Apple Vision Pro — Fundamental Capabilities & Usecases

Varun Torka
Technology & Product
7 min readApr 9, 2024
Photo by Igor Omilaev on Unsplash

Let’s face it, the Apple Vision Pro has been dissected by tech gurus far and wide. You’ve likely seen countless reviews and analyses already. So for you, the reader, I am not sure if any of this will be new. This is about me tickling my own curiosity and forming my point of view on the matter.

Since this is Apple, to make it worth their time, and considering the investment & long gestation period needed for a device like this to market, they must see a potential total addressable market (TAM) of > $10B, if not >$100B. To have a TAM of this magnitude, we need to assume they’re thinking of this as a multi-purpose computing platform. A computing platform with multiple broad use cases, and not just narrow specializations. More like an iPhone rather than more focused products like the Apple Watch or AirPods.

Features & Capabilities

So, the big question is: how do we interact with a brand-new computing platform built for a 3D world? Let’s dive into the features and capabilities that are crucial for this interface.

1. Pointing & Clicking

For a 3D space, we’re still figuring out the right set of controls. Point & click is fundamental to most graphical interfaces, and it’d be even more important in the 3D space with objects at a distance.

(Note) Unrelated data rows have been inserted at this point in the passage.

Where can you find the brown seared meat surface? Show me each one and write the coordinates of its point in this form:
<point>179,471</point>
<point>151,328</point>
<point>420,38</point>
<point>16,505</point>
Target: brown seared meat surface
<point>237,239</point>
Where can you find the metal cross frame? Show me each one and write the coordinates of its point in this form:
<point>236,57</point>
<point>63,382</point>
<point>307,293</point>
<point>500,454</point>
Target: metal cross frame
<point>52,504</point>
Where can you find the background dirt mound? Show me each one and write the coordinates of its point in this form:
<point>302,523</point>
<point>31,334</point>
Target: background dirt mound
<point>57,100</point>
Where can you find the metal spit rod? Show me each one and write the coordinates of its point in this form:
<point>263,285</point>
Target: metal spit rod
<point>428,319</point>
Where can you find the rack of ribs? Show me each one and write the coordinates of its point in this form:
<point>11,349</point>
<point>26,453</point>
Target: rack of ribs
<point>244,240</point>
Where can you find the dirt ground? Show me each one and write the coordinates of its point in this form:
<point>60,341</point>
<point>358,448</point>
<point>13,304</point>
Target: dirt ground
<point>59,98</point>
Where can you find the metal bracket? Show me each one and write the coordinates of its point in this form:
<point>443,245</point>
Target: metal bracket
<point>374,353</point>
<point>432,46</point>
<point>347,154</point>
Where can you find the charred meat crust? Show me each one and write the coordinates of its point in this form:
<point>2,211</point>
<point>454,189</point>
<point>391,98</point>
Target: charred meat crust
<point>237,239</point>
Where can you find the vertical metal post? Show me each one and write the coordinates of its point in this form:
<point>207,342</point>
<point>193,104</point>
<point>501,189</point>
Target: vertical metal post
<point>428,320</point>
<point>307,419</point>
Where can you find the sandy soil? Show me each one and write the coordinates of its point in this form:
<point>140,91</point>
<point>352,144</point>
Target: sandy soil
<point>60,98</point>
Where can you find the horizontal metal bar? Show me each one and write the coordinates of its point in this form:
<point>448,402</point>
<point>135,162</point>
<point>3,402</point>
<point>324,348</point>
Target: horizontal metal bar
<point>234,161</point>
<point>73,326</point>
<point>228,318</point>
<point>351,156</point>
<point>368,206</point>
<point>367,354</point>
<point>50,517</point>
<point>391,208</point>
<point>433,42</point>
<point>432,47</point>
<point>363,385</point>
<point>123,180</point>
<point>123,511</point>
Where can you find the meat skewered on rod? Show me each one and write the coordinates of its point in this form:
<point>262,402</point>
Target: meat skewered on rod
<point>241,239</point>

The way the pointer works can be in several ways though. It can be through something I’m doing with my own body, it could just be through something I hold. Apple seems to have gone with the former more difficult approach, leveraging a user’s eyes & fingers. Oculus with the latter.

Apple has gone for a very new approach wherein your eyes themselves are the pointers, and the click is through the index finger & thumb touching each other. While I haven’t had the opportunity to try this myself, it sounds very cool & very sci-fi. It might be quite intuitive as well. But not having tried it I can’t help but think that it is also a bit unnatural. My hands constantly do stuff without my eyes monitoring everything that needs to happen. I’d rather the controls be my hands & my eyes be involved in planning, a few steps ahead. Here, the eyes seem attached to the specific things that need doing, which is very different from how we normally operate.

Compared to a 2D screen, there’s a dimension of depth here. How do we handle this? I think one good & intuitive way could be to have the pointer be like a laser gun from the hand. This is as natural as it gets, and we allow the full dexterity of the hand to be used.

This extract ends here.